The building has been designed in such an amazing manner that it does not feel like a hotel, an office or an academic institution. The beauty reflects freshness, airy feel, heavy and light, open and clear, sculptural and social characteristics. The project received AAI, RIBA, RIAI Awards & multiple awards for the building.

Central European University, Budapest:

The project in Budapest, Hungary commenced in the year 2011 and was completed in 2016. O’Donnell + Tuomey were assigned to design the first phase of a campus masterplan for the Central European University. The relationship of the university to the city changed after the project was completed. The first phase provided a public face for the university, a new entrance on axis with the Danube, auditorium, classrooms and learning café for citizens and students.

Dublin, Ireland

The brief of the project was to design a new 35,000 sq m Campus on a World Heritage site in Central Budapest by incorporating all university departments and facilities. The radical transformation of five adjoining, previously disconnected, historic buildings and the construction of two new buildings was the challenge for the husband-wife team. Their amazing design was well received by the world.

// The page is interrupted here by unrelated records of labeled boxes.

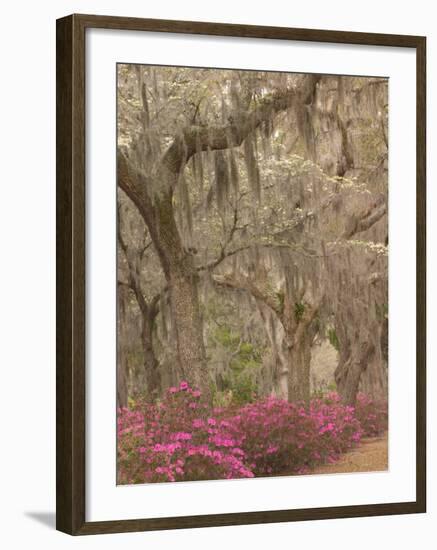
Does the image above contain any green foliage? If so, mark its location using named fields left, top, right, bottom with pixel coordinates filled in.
left=375, top=302, right=388, bottom=320
left=294, top=302, right=305, bottom=322
left=327, top=328, right=340, bottom=351
left=214, top=325, right=262, bottom=405
left=275, top=292, right=285, bottom=311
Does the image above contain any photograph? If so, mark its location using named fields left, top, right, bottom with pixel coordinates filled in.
left=114, top=63, right=389, bottom=485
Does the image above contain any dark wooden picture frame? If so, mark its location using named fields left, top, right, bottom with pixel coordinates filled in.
left=56, top=15, right=426, bottom=535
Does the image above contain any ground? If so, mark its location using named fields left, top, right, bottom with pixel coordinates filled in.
left=311, top=433, right=388, bottom=474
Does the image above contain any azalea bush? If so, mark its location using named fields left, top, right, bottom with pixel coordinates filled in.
left=118, top=382, right=387, bottom=484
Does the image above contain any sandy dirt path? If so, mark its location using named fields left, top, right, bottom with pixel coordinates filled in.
left=311, top=433, right=388, bottom=474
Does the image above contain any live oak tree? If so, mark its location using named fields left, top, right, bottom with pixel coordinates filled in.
left=118, top=65, right=387, bottom=408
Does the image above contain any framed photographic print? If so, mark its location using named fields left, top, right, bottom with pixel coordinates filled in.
left=56, top=15, right=426, bottom=535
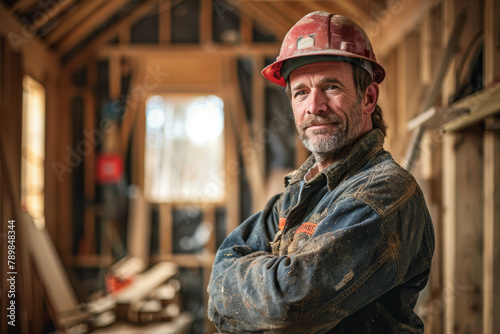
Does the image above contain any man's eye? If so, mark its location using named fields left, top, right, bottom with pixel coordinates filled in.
left=293, top=90, right=306, bottom=97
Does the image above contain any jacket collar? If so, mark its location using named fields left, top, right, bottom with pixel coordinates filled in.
left=285, top=129, right=384, bottom=191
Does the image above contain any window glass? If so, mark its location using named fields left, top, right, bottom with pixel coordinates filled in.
left=21, top=76, right=45, bottom=229
left=145, top=94, right=225, bottom=203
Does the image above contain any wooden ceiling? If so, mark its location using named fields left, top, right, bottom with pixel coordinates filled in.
left=3, top=0, right=387, bottom=60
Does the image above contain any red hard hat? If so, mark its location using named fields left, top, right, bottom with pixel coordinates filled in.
left=262, top=12, right=385, bottom=87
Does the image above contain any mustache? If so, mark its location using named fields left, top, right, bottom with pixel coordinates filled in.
left=300, top=114, right=342, bottom=131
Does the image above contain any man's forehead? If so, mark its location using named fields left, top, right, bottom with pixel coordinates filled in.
left=289, top=61, right=352, bottom=85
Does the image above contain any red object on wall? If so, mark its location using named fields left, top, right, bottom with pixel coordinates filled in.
left=96, top=153, right=123, bottom=183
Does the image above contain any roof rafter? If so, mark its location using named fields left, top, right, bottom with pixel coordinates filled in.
left=45, top=0, right=102, bottom=44
left=63, top=0, right=157, bottom=71
left=56, top=0, right=129, bottom=54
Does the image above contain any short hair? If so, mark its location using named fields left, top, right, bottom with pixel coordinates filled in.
left=285, top=65, right=387, bottom=136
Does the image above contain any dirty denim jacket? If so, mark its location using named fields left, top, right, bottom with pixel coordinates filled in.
left=208, top=129, right=434, bottom=334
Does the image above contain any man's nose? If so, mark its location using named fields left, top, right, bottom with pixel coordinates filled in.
left=307, top=89, right=328, bottom=114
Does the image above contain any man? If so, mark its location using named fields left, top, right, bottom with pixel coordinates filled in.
left=208, top=12, right=434, bottom=334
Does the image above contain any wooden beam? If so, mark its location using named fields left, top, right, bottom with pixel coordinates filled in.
left=200, top=0, right=213, bottom=44
left=443, top=129, right=484, bottom=334
left=483, top=117, right=500, bottom=334
left=0, top=2, right=59, bottom=76
left=240, top=1, right=293, bottom=40
left=226, top=58, right=266, bottom=212
left=108, top=55, right=122, bottom=100
left=96, top=43, right=281, bottom=58
left=374, top=0, right=440, bottom=58
left=484, top=0, right=500, bottom=86
left=11, top=0, right=38, bottom=14
left=268, top=1, right=305, bottom=22
left=45, top=0, right=102, bottom=44
left=33, top=0, right=75, bottom=30
left=443, top=83, right=500, bottom=131
left=55, top=0, right=129, bottom=54
left=63, top=0, right=156, bottom=72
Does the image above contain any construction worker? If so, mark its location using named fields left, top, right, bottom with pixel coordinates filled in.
left=208, top=12, right=434, bottom=334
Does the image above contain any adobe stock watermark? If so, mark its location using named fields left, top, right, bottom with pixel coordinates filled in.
left=51, top=65, right=170, bottom=182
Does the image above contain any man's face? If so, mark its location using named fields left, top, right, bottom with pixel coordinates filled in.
left=289, top=61, right=367, bottom=156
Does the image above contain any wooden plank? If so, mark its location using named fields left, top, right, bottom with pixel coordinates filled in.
left=252, top=57, right=268, bottom=184
left=408, top=106, right=469, bottom=131
left=33, top=0, right=76, bottom=30
left=19, top=213, right=83, bottom=320
left=115, top=262, right=179, bottom=304
left=443, top=83, right=500, bottom=131
left=96, top=43, right=281, bottom=58
left=483, top=0, right=500, bottom=86
left=223, top=88, right=241, bottom=235
left=159, top=204, right=174, bottom=256
left=64, top=0, right=156, bottom=72
left=44, top=0, right=102, bottom=44
left=0, top=2, right=59, bottom=76
left=268, top=1, right=305, bottom=22
left=55, top=0, right=128, bottom=54
left=200, top=0, right=213, bottom=44
left=404, top=12, right=467, bottom=172
left=443, top=130, right=484, bottom=334
left=374, top=0, right=441, bottom=58
left=108, top=56, right=122, bottom=100
left=227, top=58, right=266, bottom=212
left=158, top=0, right=172, bottom=44
left=483, top=117, right=500, bottom=334
left=419, top=9, right=433, bottom=86
left=127, top=187, right=151, bottom=265
left=151, top=253, right=215, bottom=268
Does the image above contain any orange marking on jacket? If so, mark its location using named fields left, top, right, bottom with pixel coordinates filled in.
left=279, top=217, right=286, bottom=230
left=295, top=222, right=318, bottom=235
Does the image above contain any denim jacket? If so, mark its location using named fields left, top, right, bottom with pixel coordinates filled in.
left=208, top=129, right=434, bottom=334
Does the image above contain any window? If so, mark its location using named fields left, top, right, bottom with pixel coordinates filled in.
left=21, top=76, right=45, bottom=229
left=144, top=94, right=225, bottom=203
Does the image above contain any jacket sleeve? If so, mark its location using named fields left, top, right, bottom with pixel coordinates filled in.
left=208, top=197, right=423, bottom=333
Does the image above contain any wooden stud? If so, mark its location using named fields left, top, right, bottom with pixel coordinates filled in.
left=33, top=0, right=75, bottom=30
left=252, top=57, right=266, bottom=184
left=483, top=117, right=500, bottom=334
left=159, top=204, right=173, bottom=256
left=227, top=54, right=265, bottom=212
left=240, top=13, right=253, bottom=44
left=442, top=130, right=484, bottom=334
left=200, top=0, right=213, bottom=44
left=158, top=0, right=172, bottom=44
left=223, top=83, right=241, bottom=235
left=203, top=205, right=217, bottom=254
left=108, top=56, right=122, bottom=100
left=484, top=0, right=500, bottom=86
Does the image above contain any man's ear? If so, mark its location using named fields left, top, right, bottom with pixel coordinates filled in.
left=362, top=81, right=380, bottom=114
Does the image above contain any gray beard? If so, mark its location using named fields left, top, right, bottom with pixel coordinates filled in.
left=299, top=103, right=361, bottom=163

The architect duo employed a process of selective subtraction and addition to transform the campus into a metaphorical crossroads. The design linked existing and new facilities through a legible sequence of connected courtyards. The functional layout was incorporated to provide easy communication between interrelated adjacencies, clusters connected by social spaces, encouraging interaction and collaboration between academic departments.

The new building on Nador Utca formed the main entrance to the University. It houses the library and learning commons over a multipurpose auditorium and conference facilities. The adjoining building was radically refurbished to provide a covered courtyard for public events, with a business school and teaching spaces at upper levels. A roof garden straddles both the buildings to provide views over the city skyline.

Dublin, Ireland

Landscaped Roof Gardens play an important role in reducing heat gain in the buildings. It also enhances the environmental sustainability of the project. Landscaped gardens form an accessible roofscape of a ‘Hanging Gardens of Budapest’. The project won the RIBA & RIAI Awards among many others.